Dans nos pays riches, de puissantes associations de défense de l’environnement se développent et agissent activement. Les entrepreneurs créateurs de richesse et autres innovateurs qui ont œuvré à notre développement économique depuis deux siècles les regardent avec satisfaction, comme porteurs de l’évolution normale et attendue de l’esprit public, à laquelle ils ont contribué eux-mêmes en rendant possible leur émergence.

Donc tout va bien, tout le monde est content ? Pour les pays développés, la réponse est oui globalement, mais apportons tout de même un bémol, au risque de jouer les trouble-fête : l’action des écologistes militants est bonne et positive, et les décisions publiques qui s’ensuivent sont appropriées, mais… il ne faut pas tomber dans l’excès (c’est banal, certes). Notamment, il faut maintenir une bonne petite dose de rationalité économique. Le risque sinon est d’enclencher des processus en retour vers l’appauvrissement, qui nous feraient revenir vers des situations sociales révolues, qui seraient nuisibles pour tous y compris pour les écologistes.

Quand on voit l’Union européenne, modèle du monde, s’engager dans l’enthousiasme général à dépenser 100 milliards d’euros par an pour lutter contre le risque climatique… cela ne laisse pas de susciter une certaine perplexité devant l’écologisme triomphant.

L’éminent climatologue Edouard Bard avait vu cela. Après avoir été vice-président du groupe de travail n°1 du Grenelle de l’environnement, il constatait : « Je m’attendais à des passes d’armes entre les représentants des entreprises et ceux des ONG. Mais les plus virulentes ont opposé les syndicats et les ONG. Car si l’on prend des mesures trop contraignantes financièrement, elles ont des répercussions sur l’outil industriel, et donc menacent les emplois. »

Ceci nous fait remarquer au passage que les syndicats ne mettent pas beaucoup de leurs inquiétudes écologiques sur la place publique. Peut être pas assez ?

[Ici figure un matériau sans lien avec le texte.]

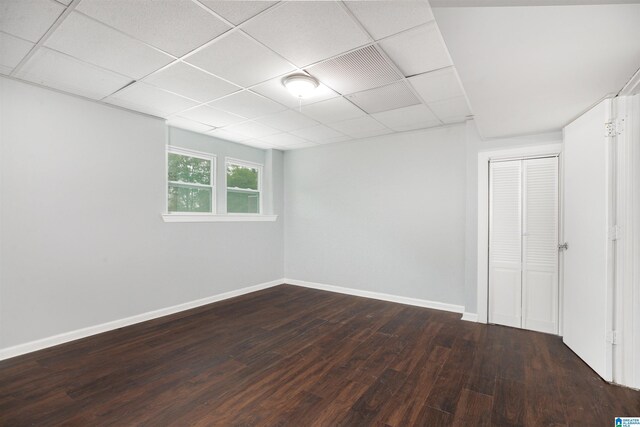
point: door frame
(484, 157)
(626, 368)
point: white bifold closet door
(523, 244)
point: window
(243, 187)
(190, 177)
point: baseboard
(120, 323)
(378, 295)
(470, 317)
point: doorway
(523, 243)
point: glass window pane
(239, 201)
(242, 177)
(189, 199)
(189, 169)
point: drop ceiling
(215, 67)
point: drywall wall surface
(475, 145)
(83, 242)
(384, 214)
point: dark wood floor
(300, 357)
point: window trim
(251, 165)
(199, 155)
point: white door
(523, 244)
(586, 217)
(505, 242)
(540, 245)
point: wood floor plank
(291, 356)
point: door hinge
(613, 337)
(614, 127)
(614, 232)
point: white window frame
(251, 165)
(199, 155)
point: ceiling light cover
(300, 85)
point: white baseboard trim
(378, 295)
(40, 344)
(470, 317)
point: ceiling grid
(213, 82)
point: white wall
(384, 214)
(82, 241)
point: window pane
(189, 199)
(189, 169)
(239, 201)
(242, 177)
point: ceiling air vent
(389, 97)
(362, 69)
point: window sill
(217, 218)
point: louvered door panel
(505, 252)
(540, 245)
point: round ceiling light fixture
(300, 85)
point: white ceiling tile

La CGT s’était exprimée comme suit lors d’un entretien avec J. L. Borloo (22 septembre 2008) : « Nous butons sur le contenu social de la transition vers une économie durable ; il n’est pas question que les salariés et l’emploi paient les frais de cette évolution. 

Et les « emplois verts » ne doivent pas servir de miroir aux alouettes dans cette affaire : les Ateliers nationaux de 1848 ont confirmé que tout emploi non économiquement justifié appauvrit la société et non pas l’enrichit

Peut-être faut-il continuer le parallèle avec le sort des socialistes, pour mieux voir la dynamique des interrelations entre tendances politiques. Les socialistes, depuis toujours, se heurtaient aux conservateurs et autres libéraux, peu importe leur appellation, qui critiquaient leurs thèses et proposaient un autre modèle. Cela permettait de trouver un point milieu, ou en tout cas d’identifier les positions les plus extrémistes et mal justifiées.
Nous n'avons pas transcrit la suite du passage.